Future Prime Minister? Could happen. Image: REUTERS/Toby Melville.
Have experienced the full horror of playing for the England football team, Gary Lineker really should have learned to recognise a pointless exercise when he sees one.
Of course, Lineker played at a time when football wasn’t in the public domain and therefore not subject to the opinions of people for whom football is just another entertainment format. As the figurehead of the BBC’s Euro 2012 coverage recently, one would imagine he’d at least be conversant with reality.
It may not have been earth shattering for all of us, but Gary was so incensed by Stuart Pearce’s omission of David Beckham from the GB Olympic football team that he issued a tweet of condemnation. This prompted a Twitter backlash against the decision, which then resulted in #pickbecks trending and general agreement that Pearce is a mean git.
The basis for Lineker’s argument was that Beckham had “‘given so much” to the Olympic bid that he deserved to be picked as one of three over-23 players in the squad. Whether deliberate or not, his actions rather plays to the British tendency to support the underdog, and somehow, despite a net worth of £160million and large-modelling-contract good looks, Beckham still qualifies as an underdog.
He’s not. He’s a footballer who has played for top flight clubs in England, Spain and Italy. He has represented his country more than 100 times. Whatever you think of his skills, he is a fierce competitor. Of course he wants to play. But no matter how hang dog an expression he can arrange his beautiful features into, he doesn’t want to be picked to play for his country through pity.

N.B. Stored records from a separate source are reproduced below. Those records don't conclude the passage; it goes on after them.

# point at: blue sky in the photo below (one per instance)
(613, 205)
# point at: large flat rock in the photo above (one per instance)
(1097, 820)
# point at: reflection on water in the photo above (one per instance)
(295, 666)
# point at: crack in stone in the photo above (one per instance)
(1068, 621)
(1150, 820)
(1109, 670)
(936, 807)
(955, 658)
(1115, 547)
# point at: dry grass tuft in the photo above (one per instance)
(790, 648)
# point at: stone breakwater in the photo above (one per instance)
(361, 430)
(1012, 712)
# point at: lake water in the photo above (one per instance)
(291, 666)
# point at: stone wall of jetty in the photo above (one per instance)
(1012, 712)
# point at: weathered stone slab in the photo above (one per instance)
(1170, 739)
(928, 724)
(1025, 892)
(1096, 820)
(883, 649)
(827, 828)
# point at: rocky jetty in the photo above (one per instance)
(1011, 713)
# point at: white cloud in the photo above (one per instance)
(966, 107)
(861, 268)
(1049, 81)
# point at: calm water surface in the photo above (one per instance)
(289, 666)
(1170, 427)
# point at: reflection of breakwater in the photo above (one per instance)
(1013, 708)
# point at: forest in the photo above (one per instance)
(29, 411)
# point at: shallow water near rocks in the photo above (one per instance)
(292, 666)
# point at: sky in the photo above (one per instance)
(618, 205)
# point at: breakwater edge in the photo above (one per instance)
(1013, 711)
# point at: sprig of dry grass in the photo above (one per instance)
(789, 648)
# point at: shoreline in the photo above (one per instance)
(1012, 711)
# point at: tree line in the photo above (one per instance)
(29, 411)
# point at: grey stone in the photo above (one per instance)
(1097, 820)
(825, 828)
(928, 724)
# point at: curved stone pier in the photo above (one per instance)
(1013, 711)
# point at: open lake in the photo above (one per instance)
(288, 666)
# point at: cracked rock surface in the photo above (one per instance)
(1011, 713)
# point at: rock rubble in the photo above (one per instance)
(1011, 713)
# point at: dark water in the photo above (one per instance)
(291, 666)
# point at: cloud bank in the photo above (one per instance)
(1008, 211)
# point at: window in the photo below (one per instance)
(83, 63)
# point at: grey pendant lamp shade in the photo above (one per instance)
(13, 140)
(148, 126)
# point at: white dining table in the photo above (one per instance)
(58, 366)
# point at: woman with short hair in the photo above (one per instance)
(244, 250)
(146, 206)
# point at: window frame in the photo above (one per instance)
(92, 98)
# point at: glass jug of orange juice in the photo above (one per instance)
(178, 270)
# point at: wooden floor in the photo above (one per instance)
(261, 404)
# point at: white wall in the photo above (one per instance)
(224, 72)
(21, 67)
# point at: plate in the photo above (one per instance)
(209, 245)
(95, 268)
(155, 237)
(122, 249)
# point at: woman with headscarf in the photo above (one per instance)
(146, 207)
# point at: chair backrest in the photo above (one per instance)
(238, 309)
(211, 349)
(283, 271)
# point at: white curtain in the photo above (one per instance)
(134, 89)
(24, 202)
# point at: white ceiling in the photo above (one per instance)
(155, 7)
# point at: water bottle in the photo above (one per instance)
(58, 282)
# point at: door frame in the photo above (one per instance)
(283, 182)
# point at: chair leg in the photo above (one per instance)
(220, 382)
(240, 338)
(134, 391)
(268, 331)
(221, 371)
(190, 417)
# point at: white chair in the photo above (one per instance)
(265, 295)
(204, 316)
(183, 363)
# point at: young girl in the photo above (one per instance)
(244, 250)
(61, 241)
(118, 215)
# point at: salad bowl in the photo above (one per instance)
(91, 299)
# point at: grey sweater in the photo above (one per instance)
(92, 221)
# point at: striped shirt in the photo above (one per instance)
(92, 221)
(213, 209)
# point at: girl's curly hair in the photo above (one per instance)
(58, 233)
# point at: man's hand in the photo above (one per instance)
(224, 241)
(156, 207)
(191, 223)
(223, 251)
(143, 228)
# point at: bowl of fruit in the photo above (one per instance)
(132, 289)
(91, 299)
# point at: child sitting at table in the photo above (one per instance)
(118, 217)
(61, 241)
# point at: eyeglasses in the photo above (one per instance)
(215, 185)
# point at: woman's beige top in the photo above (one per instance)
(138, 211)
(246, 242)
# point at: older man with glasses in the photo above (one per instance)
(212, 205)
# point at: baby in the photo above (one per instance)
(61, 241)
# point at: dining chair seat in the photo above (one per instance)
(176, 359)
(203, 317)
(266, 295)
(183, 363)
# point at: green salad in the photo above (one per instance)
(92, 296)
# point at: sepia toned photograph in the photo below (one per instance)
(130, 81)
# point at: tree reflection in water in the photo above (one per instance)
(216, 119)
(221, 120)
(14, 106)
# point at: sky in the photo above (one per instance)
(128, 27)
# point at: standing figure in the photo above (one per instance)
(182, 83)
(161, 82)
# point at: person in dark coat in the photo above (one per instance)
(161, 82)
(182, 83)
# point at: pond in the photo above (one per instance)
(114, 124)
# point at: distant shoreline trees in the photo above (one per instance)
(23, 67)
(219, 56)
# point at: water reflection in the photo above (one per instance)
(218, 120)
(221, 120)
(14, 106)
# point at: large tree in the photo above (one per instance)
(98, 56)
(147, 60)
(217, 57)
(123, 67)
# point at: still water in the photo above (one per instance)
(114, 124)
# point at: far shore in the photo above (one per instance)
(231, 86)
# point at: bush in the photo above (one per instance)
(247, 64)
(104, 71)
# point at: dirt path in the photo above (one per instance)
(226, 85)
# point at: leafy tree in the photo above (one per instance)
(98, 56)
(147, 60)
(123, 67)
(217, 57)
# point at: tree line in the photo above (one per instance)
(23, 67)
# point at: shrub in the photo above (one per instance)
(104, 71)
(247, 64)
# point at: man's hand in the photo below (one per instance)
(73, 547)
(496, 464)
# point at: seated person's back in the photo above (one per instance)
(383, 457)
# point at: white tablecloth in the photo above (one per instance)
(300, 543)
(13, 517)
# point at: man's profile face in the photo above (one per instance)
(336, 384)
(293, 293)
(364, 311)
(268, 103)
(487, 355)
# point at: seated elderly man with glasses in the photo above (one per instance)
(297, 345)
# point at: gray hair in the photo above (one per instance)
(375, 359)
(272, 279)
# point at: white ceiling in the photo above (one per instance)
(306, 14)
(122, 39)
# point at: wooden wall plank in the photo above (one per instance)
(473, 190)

As a former competitor at the highest level himself, shouldn’ t Lineker know that? He seemed to in April, when he told BBC Radio 5Live “If you are going to pick the best three over-age players, then you would say no [to Beckham].”
Whatever his reasons for changing his mind, the u-turn smacks a little of preempting the inevitable furor over the decision and aligning himself with popular opinion. Those who don’t follow football but do follow Beckham’s off-pitch adventures in the tabloids are bound to feel like he should be in the team. Many of those who follow football snort at the idea of a 37-year-old, who hasn’t played at the top-level consistently since 2009, turning out for a team who presumably hope to win something in an competitive international tournament.
Wayne Rooney was arguably picked to lead England’s line in Euro 2012 on the basis of past performances. That went really well, didn’t it?
If we can’t rely on the supposed ‘experts’ to make decisions without dragging emotion into the equation, we are never going to win anything as a country. We can all agree on that, surely?